About 17, she has a pale oval face, a long aristocratic nose and a resolute mouth. She gazes intently over one shoulder while stroking the white creature in her arm with a fine-boned, pale hand. Her brown hair is neatly smoothed down and tucked back, giving her almost a 1920s appearance. She wears simple black beads and a richly colored gown with folds and gold brocade.

This 1490 portrait is the last visitors encounter in a magnificent exhibition called “Renaissance Faces” at Berlin’s Bode Museum. Curated in cooperation with the Metropolitan Museum of Art in New York, it comprises about 150 paintings, sculptures and medallions. The Louvre, the Uffizi and the National Gallery in London are among the many museums to loan works. The show moves to New York from Dec. 21 to March 18, 2012.

The combined clout of Berlin and New York allowed the curators to secure more prestigious loans than they could achieve individually. In the case of the ermine lady, the owner Adam Karol Czartoryski, a descendant of the Polish royal family, had to persuade a reluctant Polish government to let the painting travel (though it won’t go on to New York).

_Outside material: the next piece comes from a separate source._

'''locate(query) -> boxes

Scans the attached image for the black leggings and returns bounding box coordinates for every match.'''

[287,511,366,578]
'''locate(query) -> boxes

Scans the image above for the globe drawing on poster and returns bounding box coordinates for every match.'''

It is usually housed in Krakow’s National Museum.

Organized as a tour of Italy, the exhibition introduces us to Botticelli’s blonde Florentine beauties and their rich banker lovers, old men from Ferrara delicately portrayed in Pisanello drawings, the dukes of Milan, Mantua and Naples, angelic young boys from Rome and solemn doges of Venice.

Renaissance Blondes

Portraits of the 15th century had to flatter, yet they also had to bear some likeness to the subject. Ladies seemed more willing to sacrifice identity for beauty -- it is hard to imagine that there were so many blonde, blue-eyed women in Renaissance Italy, especially when most of the men were dark.

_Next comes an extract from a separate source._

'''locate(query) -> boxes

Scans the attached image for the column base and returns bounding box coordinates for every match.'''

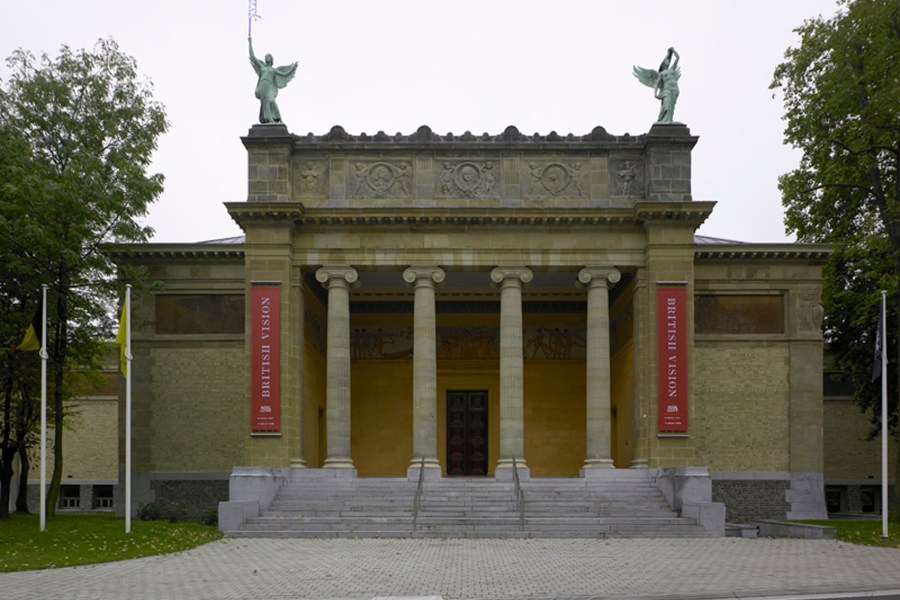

Still, Leonardo’s ermine lady, Cecilia Gallerani, complained a few years after the portrait was completed that it didn’t resemble her anymore because it showed her in her youth, and therefore not yet complete.

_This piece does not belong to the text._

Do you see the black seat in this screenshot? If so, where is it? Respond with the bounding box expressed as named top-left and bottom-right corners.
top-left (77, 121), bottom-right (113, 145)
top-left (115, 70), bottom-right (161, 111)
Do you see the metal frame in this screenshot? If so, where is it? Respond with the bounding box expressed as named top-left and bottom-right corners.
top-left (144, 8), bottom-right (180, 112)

Men were permitted flaws. In Domenico Ghirlandaio’s touching 1490 portrait of an old man with his grandson, a painting that normally hangs in the Louvre, the old man in question has a bulbous, warty nose.

The wealthy, powerful, Florentine banker Niccolo Strozzi was, according to contemporary documents, a lover of fine food. A 1446 letter describes him as “so blubbery he cannot move.” Mino da Fiesole’s marvelous marble sculpture is kinder, showing him with a strong face and paunchy jowls. The mountain of fat is hidden under folds of voluptuous fabric.